2024 Kannada film by Guruprasad

Ranganayaka is a 2024 Indian Kannada language political satire film directed by Guruprasad. The film stars himself, Jaggesh and Rachitha Mahalakshmi in lead roles. The film revolves around a filmmaker who learns about his past life in which he attempted to make the first ever Kannada film.

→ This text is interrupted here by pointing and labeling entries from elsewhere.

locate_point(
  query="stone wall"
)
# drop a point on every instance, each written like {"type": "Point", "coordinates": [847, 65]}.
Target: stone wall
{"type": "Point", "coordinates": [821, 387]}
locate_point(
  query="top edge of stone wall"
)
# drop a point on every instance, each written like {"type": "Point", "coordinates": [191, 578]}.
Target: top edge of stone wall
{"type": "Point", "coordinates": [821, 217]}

Ranganayaka was released on 8 March 2024. The film opened with highly negative reviews from critics as well as audience, and became a box office bomb.

== Cast ==

- Jaggesh as Ranganayaka
- Guruprasad as Guruprasad
- Rachitha Mahalakshmi
- Yogaraj Bhat
- Chaitra Kotoor
- Chandra Mohan Jayaramaiah
- Vageesh R Katti

== Soundtrack ==
The film has two songs composed by J Anoop Seelin. They were sung by Sharadasuta, J Anoop Seelin, Muniraju & Indu Nagaraj.

| No. | Title | Singers | Length |
|---|---|---|---|
| 1. | "Enna Manadarasi" | J. Anoop Seelin, Indu Nagaraj | 3:13 |
| 2. | "Gaali Tangaali Kannada Mathade" | J. Anoop Seelin, Muniraju | 3:59 |

== Release ==
The film was released on 8 March 2024.

== Reception ==
=== Critical response ===
Sridevi S of Times of India gave 2.5/5 stars and wrote "Overall, this is a huge disappointment coming from the pair that gave Matha and Eddelu Manjunatha, both cult classics in their own right." A.Sharadhaa of The New Indian Express rated 2.5/5 stars and wrote "While Ranganayaka may not soar as high as its predecessors, it still delivers enough entertainment for viewers to relish, albeit tinged with a hint of disappointment.
" Shashiprasad S.M. of Times Now gave 2.5/5 stars and wrote "Ranganayaka is disappointing when one compares it to the impressive Mata and Eddelu Manjunatha but it is still good enough for audiences to enjoy." M.V Vivek of The Hindu wrote "'Ranganayaka', a comedy drama, attempts to pay tribute to Kannada cinema, but there is no meat in the story and the treatment feels too familiar."

The film was also reviewed by Udayavani, Vijay Karnataka, Kannada Prabha, and Hindustan Times.